Cette initiative fournit aux migrants qui décident rentrer dans leur pays d’origine une assistance au retour volontaire dans des conditions sûres, dignes et respectueuses des normes internationales en matière de droits de l’homme et du principe de non-refoulement. Travaillant en étroite coopération avec les acteurs étatiques et non étatiques, elle assiste également les migrants de retour à la réintégration dans leur pays d’origine basée sur une approche intégrée à la réintégration. Cette approche, axée sur le soutien aux migrants et à leurs communautés, offre également un potentiel d’appui au développement local et d’atténuation de certains facteurs de la migration irrégulière.

Elle est mise en œuvre dans 26 pays africains du Sahel et du Lac Tchad, de la Corne de l’Afrique et de l’Afrique du Nord, avec lesquels d’étroites coopérations sont établies.

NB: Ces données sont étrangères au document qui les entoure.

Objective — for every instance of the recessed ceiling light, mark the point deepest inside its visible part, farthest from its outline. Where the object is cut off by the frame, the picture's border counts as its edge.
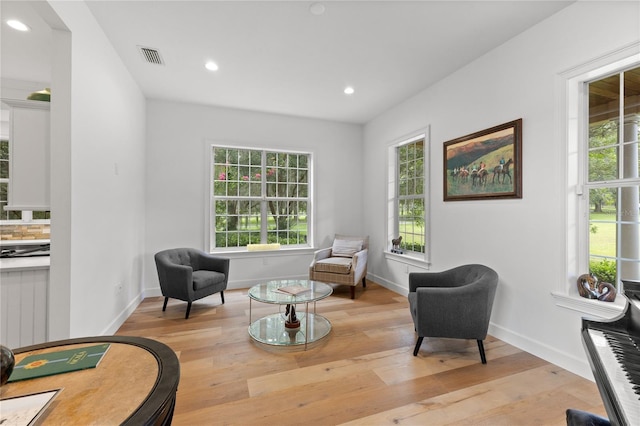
(211, 66)
(317, 9)
(17, 25)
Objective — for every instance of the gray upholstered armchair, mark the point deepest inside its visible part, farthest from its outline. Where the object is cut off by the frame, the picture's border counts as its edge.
(345, 262)
(189, 274)
(455, 303)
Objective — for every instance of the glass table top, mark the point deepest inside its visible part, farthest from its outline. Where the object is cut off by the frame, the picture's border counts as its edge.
(311, 291)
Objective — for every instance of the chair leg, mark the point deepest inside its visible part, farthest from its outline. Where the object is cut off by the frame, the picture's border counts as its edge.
(418, 343)
(481, 348)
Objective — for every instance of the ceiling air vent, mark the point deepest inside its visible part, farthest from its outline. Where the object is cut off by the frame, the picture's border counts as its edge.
(151, 55)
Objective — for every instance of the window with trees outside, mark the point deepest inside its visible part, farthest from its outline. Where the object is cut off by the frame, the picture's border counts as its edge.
(611, 195)
(260, 197)
(408, 196)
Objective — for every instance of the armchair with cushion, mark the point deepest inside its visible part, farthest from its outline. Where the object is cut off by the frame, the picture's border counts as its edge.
(455, 303)
(345, 262)
(189, 274)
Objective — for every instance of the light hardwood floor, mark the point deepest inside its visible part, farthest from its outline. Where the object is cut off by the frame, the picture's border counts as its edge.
(363, 373)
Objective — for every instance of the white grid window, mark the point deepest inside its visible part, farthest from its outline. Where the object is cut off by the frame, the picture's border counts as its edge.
(259, 197)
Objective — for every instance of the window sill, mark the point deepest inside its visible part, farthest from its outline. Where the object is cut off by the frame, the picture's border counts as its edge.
(407, 259)
(591, 307)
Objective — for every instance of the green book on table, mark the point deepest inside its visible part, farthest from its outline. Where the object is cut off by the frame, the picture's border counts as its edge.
(58, 362)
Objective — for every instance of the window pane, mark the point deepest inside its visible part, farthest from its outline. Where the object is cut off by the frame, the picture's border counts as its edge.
(411, 224)
(410, 178)
(4, 159)
(239, 179)
(602, 222)
(603, 164)
(614, 225)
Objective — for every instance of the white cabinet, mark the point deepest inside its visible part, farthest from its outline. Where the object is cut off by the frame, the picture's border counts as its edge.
(29, 154)
(24, 301)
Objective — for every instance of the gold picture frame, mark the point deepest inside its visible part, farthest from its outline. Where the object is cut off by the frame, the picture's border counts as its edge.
(485, 164)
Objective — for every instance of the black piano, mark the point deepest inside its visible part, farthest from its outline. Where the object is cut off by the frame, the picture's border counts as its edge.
(613, 350)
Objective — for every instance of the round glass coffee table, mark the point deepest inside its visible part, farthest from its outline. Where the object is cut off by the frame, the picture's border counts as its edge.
(277, 329)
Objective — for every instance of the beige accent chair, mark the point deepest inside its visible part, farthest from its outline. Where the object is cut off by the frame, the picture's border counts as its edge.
(345, 262)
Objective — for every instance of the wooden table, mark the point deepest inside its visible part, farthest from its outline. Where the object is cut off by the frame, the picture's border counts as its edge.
(134, 384)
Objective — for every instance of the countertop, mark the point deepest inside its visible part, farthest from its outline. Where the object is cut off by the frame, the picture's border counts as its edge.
(11, 264)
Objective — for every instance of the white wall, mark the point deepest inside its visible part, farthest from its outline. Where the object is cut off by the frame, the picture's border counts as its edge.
(523, 239)
(100, 188)
(177, 173)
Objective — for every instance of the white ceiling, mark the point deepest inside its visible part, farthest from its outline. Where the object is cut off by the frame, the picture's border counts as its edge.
(276, 56)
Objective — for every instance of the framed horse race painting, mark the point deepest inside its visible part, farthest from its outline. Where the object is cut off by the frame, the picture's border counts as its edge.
(484, 165)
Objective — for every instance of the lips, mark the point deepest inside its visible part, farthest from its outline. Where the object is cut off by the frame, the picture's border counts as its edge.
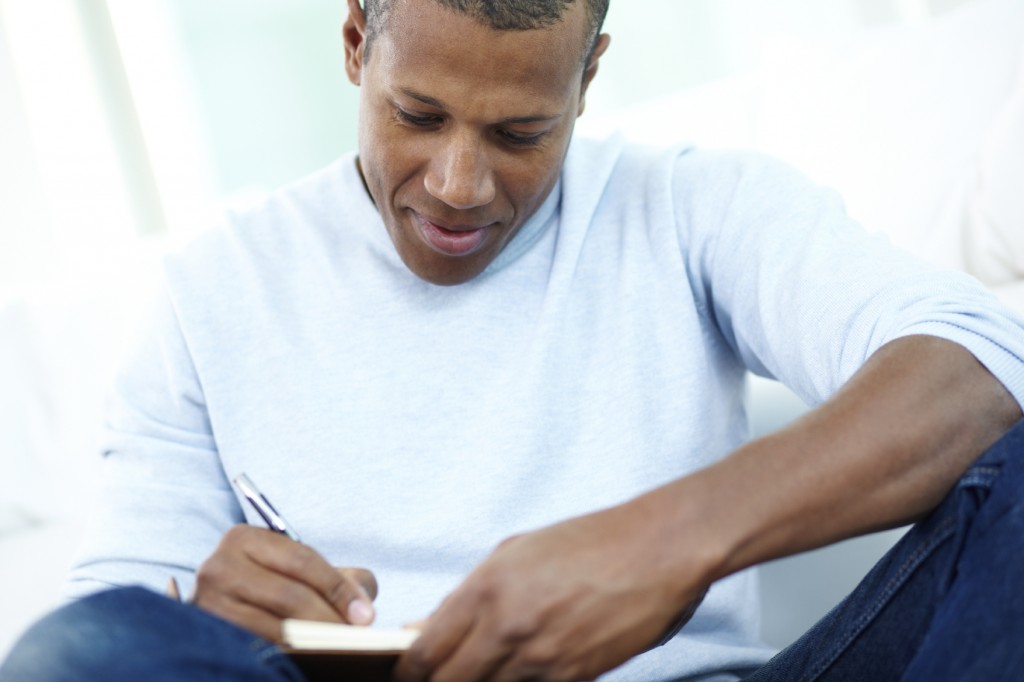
(451, 241)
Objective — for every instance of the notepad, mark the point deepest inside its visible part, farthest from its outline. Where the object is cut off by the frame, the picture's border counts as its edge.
(326, 651)
(311, 635)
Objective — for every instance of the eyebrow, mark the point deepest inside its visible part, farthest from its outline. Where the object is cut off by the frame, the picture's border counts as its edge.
(431, 101)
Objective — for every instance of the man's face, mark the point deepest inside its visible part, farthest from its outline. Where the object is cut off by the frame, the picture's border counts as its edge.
(463, 129)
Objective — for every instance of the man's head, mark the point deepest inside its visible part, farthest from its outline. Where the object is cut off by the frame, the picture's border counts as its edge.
(502, 15)
(466, 112)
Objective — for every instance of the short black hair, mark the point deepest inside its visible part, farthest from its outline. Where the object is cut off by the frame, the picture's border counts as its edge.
(501, 15)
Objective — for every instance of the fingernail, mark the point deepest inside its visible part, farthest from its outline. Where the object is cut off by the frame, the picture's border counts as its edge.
(360, 612)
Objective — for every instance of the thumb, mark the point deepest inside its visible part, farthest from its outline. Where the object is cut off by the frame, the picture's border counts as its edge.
(359, 609)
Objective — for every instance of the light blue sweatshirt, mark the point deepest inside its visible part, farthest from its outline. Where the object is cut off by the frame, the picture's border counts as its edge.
(409, 428)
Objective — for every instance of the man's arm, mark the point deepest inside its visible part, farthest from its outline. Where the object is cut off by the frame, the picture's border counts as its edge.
(579, 598)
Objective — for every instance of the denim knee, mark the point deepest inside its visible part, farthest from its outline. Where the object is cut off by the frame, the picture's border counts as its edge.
(134, 634)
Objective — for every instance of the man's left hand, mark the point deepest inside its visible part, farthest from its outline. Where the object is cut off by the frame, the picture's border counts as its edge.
(566, 602)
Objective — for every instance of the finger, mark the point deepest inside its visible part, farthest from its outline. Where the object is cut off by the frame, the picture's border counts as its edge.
(364, 578)
(300, 562)
(249, 616)
(437, 641)
(358, 587)
(230, 577)
(478, 656)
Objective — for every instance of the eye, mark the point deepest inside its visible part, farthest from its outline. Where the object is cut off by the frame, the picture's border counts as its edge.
(418, 121)
(517, 139)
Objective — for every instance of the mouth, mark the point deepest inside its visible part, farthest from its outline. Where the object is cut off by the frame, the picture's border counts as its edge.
(450, 240)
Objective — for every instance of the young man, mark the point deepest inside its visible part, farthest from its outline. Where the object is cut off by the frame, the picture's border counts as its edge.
(474, 330)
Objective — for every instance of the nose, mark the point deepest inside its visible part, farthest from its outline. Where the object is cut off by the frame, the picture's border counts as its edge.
(461, 175)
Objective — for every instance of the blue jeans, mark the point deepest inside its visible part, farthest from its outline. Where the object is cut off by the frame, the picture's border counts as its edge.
(945, 603)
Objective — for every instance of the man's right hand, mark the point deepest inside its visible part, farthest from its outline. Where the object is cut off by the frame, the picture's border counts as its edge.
(257, 578)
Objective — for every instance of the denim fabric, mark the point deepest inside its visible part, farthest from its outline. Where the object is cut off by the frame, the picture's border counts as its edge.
(945, 603)
(134, 634)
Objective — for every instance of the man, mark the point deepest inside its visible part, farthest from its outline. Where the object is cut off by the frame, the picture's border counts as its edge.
(473, 330)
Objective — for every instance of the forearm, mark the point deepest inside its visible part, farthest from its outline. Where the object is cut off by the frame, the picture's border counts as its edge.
(882, 452)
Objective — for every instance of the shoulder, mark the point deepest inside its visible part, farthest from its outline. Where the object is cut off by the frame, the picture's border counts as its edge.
(616, 168)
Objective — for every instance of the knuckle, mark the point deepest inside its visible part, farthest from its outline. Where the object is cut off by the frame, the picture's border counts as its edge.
(300, 560)
(289, 599)
(540, 654)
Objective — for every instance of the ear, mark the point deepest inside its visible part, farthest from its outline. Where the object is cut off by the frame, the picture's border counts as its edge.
(588, 75)
(353, 32)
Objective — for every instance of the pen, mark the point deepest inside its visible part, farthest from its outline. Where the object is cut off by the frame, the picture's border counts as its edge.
(273, 520)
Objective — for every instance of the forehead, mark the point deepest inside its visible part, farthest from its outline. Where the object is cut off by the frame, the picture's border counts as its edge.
(429, 47)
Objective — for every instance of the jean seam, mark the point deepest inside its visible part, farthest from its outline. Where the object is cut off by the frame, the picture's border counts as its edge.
(938, 536)
(264, 650)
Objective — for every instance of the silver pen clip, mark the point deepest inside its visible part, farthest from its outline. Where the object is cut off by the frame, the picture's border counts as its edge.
(263, 507)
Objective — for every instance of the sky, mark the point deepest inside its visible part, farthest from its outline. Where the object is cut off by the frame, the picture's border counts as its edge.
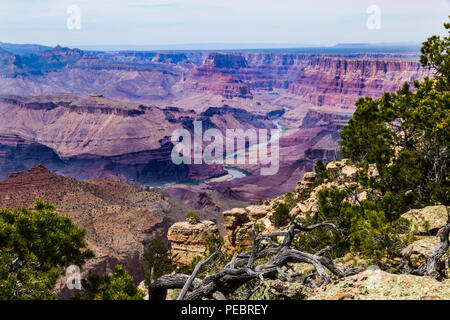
(165, 22)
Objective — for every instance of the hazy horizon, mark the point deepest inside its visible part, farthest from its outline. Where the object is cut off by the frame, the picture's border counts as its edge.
(286, 23)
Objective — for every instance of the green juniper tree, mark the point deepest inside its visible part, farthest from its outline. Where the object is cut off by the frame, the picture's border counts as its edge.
(35, 248)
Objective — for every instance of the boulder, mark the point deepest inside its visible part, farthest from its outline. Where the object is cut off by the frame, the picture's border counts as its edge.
(280, 290)
(419, 251)
(257, 212)
(144, 288)
(234, 219)
(380, 285)
(427, 220)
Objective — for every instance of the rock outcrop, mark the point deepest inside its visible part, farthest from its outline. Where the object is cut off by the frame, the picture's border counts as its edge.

L’Initiative conjointe UE-OIM pour la protection et la réintégration des migrants vise à :

  • Améliorer la protection des migrants, fournir une assistance directe et soutenir le retour volontaire assisté des migrants bloqués le long des routes migratoires.
  • Soutenir le processus de réintégration des migrants de retour à travers une approche intégrée axée sur les dimensions économique, sociale et psychosociale et favorable à l’inclusion des communautés de retour.
  • Permettre aux migrants et aux migrants potentiels de prendre des décisions éclairées concernant leur parcours migratoire et sensibiliser leurs communautés sur la migration.
  • Améliorer les données sur les migrations et la communication sur les mouvements migratoires ainsi que sur les besoins et les vulnérabilités des migrants en vue d’appuyer l'élaboration des politiques et des programmes fondés sur des éléments factuels.
  • Renforcer les capacités des acteurs étatiques et non étatiques en matière de protection et de gouvernance des migrations.
  • Contribuer à la stabilisation des communautés à risque par la redynamisation de l’économie locale, l’amélioration de l’accès aux infrastructures socioéconomiques de base et le renforcement de la cohésion sociale.